**Mark M. Fredrickson**, and kindly contributed to R-bloggers)

I am a contributor to the optmatch and the RItools packages for R. These two packages are separate, but complimentary. Both packages provide tools for adjusting observational data to exhibit “balance” on observed covariates. In a randomized control trial, treatment and control groups should have identical distributions over all covariates, observed and unobserved. Matching provides a method to create smaller groups in an observational study that are similarly balanced. Balance can be quantified so that alternative matches can be compared. When an acceptable match has been found, analysis can then proceed as if nature provided a blocked, randomized study.

## Data

Both `optmatch`

and `RItools`

use a canonical dataset consisting of nuclear plants. From `help(nuclearplants)`

:

The data relate to the construction of 32 light water reactor (LWR) plants constructed in the U.S.A in the late 1960’s and early 1970’s. The data was collected with the aim of predicting the cost of construction of further LWR plants. 6 of the power plants had partial turnkey guarantees and it is possible that, for these plants, some manufacturers’ subsidies may be hidden in the quoted capital costs.

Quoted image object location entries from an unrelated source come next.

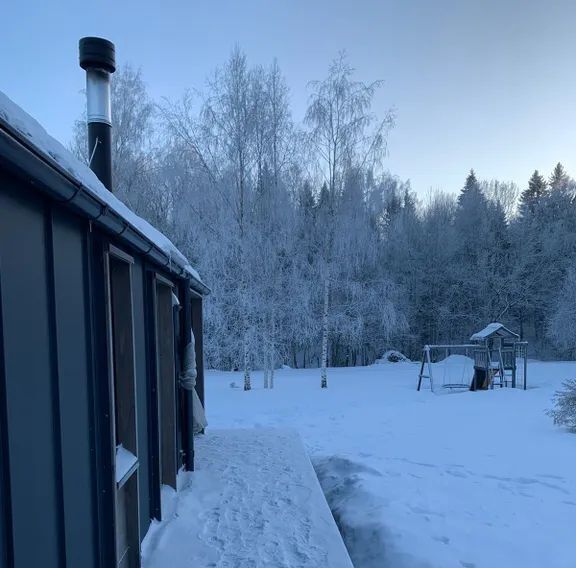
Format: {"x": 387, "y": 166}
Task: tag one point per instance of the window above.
{"x": 121, "y": 344}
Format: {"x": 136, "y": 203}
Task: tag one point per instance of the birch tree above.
{"x": 344, "y": 133}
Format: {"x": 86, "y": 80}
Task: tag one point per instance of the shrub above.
{"x": 564, "y": 411}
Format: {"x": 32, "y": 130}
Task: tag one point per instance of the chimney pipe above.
{"x": 97, "y": 58}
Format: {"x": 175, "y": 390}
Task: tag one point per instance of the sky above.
{"x": 483, "y": 84}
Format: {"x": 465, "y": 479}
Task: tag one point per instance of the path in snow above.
{"x": 464, "y": 480}
{"x": 254, "y": 501}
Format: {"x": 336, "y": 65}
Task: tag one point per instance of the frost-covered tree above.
{"x": 345, "y": 134}
{"x": 532, "y": 195}
{"x": 564, "y": 411}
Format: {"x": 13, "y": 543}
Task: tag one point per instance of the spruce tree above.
{"x": 531, "y": 196}
{"x": 559, "y": 178}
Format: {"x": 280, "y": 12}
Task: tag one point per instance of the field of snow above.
{"x": 416, "y": 479}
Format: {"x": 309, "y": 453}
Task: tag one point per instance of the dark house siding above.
{"x": 141, "y": 369}
{"x": 57, "y": 488}
{"x": 32, "y": 417}
{"x": 75, "y": 398}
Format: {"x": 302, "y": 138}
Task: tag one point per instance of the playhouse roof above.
{"x": 87, "y": 190}
{"x": 494, "y": 329}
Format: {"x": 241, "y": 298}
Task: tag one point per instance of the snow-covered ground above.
{"x": 253, "y": 502}
{"x": 464, "y": 480}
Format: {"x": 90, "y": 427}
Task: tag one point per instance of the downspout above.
{"x": 188, "y": 418}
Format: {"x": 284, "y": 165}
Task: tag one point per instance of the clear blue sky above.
{"x": 489, "y": 85}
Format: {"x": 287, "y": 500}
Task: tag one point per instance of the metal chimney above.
{"x": 97, "y": 57}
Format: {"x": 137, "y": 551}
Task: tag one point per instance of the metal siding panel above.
{"x": 31, "y": 422}
{"x": 71, "y": 310}
{"x": 5, "y": 507}
{"x": 141, "y": 393}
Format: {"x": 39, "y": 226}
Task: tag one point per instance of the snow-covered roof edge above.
{"x": 29, "y": 129}
{"x": 490, "y": 329}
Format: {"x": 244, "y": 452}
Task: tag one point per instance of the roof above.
{"x": 86, "y": 189}
{"x": 493, "y": 330}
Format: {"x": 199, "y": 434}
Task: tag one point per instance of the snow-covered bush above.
{"x": 564, "y": 411}
{"x": 392, "y": 356}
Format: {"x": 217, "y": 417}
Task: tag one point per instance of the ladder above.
{"x": 426, "y": 362}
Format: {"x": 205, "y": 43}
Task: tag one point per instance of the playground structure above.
{"x": 495, "y": 357}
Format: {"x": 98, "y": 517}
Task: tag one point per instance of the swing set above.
{"x": 495, "y": 357}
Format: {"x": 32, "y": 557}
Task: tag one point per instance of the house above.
{"x": 96, "y": 308}
{"x": 497, "y": 351}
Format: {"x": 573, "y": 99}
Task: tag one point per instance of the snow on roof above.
{"x": 494, "y": 328}
{"x": 29, "y": 128}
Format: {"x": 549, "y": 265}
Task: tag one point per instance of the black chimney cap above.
{"x": 99, "y": 53}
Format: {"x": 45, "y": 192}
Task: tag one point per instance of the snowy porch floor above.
{"x": 254, "y": 501}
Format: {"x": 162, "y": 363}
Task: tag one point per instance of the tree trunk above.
{"x": 271, "y": 358}
{"x": 265, "y": 367}
{"x": 247, "y": 385}
{"x": 324, "y": 372}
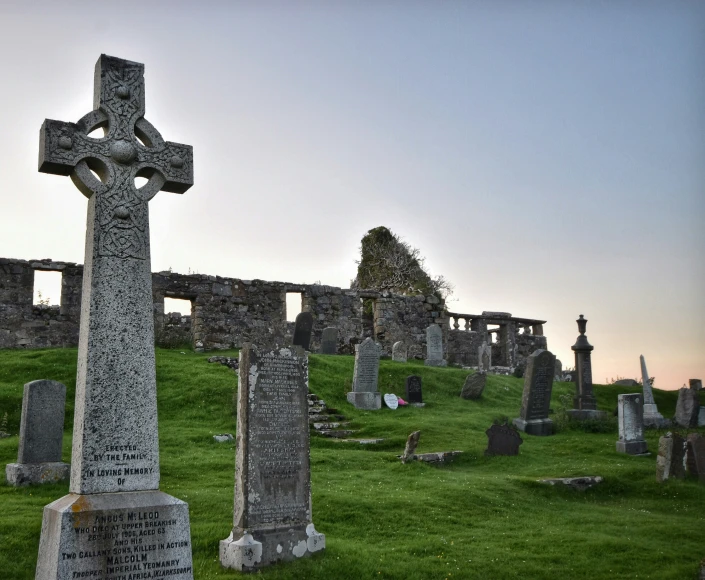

With these data, we may wish to know if certain variables lead to higher or lower construction costs. One particular variable is `pr`

, an indicator if a previous lightwater reactor at the same location was present. Such an installation might significantly increase or decrease costs. The rest of this document uses matching and balance testing to provide an answer to just that question.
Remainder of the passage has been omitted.